Review: A feral boy lives with hounds in this exploration of betrayal and isolation

Film Title: Lek and the Dogs

Director: Andrew Kötting

Starring: Xavier Tchili, Alan Moore, Clay Barnard

Genre: Drama

Running Time: 92 min

Thu, Jun 21, 2018, 05:00

   

A naked man scrambles across grey, barren expanse on all fours, an indelible murky opening gambit for an unforgettable film. British film-maker Andrew Kötting is best known for the psychogeography of Gallivant and Swandown. Lek and the Dogs completes his Earthworks trilogy, but is more daring than either of the previous instalments, This Filthy Earth and Ivul.
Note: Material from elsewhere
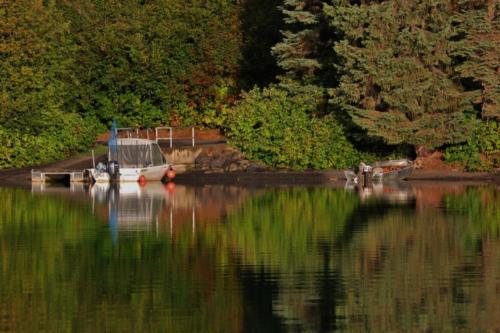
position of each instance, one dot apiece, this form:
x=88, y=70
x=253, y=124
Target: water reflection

This new freely associative feature adapts Hattie Naylor’s Ivan and the Dogs, a stage play inspired by the true story of Ivan Mishukov, a boy who spent two years living with dogs on the Moscow streets until he was captured by the police in 1998 and eventually adopted.

There’s a touch of Krapp’s Last Tape in Kötting’s presentation of the adult Lek (French performance artist and Kötting regular Xavier Tchili) who looks back upon his feral life, using a cassette recorder on which his younger self (voiced by Clay Barnard) talks about his traumatic youth. Lek grew up with a violent, abusive stepfather, an alcoholic mother and a sense of “betrayal, abandonment and isolation” that led him to reject humanity to live with a pack of wild dogs. “They disappeared into the ground,” he says. “I followed them.”

Lek and the Dogs trailer

Lek’s sad biography is the heart of this experimental film that marries grainy archival footage, odd shots of insects, miners, discarded shoes and a desert cemetery, and musings from Alan Moore, who is credited here as “wizard and eternalist”. The bleak post-apocalyptic landscape and the use of a fictional eastern European “grammelot” with English subtitles evoke Tarkovsky’s Stalker. It’s not pretty, but once your eyes adjust to darkness, it’s frighteningly immersive.

Experimental film can be a euphemism for half-baked, but there’s unorthodox and compelling architecture at play here. The film is divided into philosophically themed, mysteriously titled chapters: “Truth Is Asleep”, “The Trauma of Betrayal”, “The Mind in a Cave”, “The Nature of Eternity”, “The Ancient Customs”, and “A Natural History of Destruction”. Every splice is a rich seam of ideas. Weird and wonderful.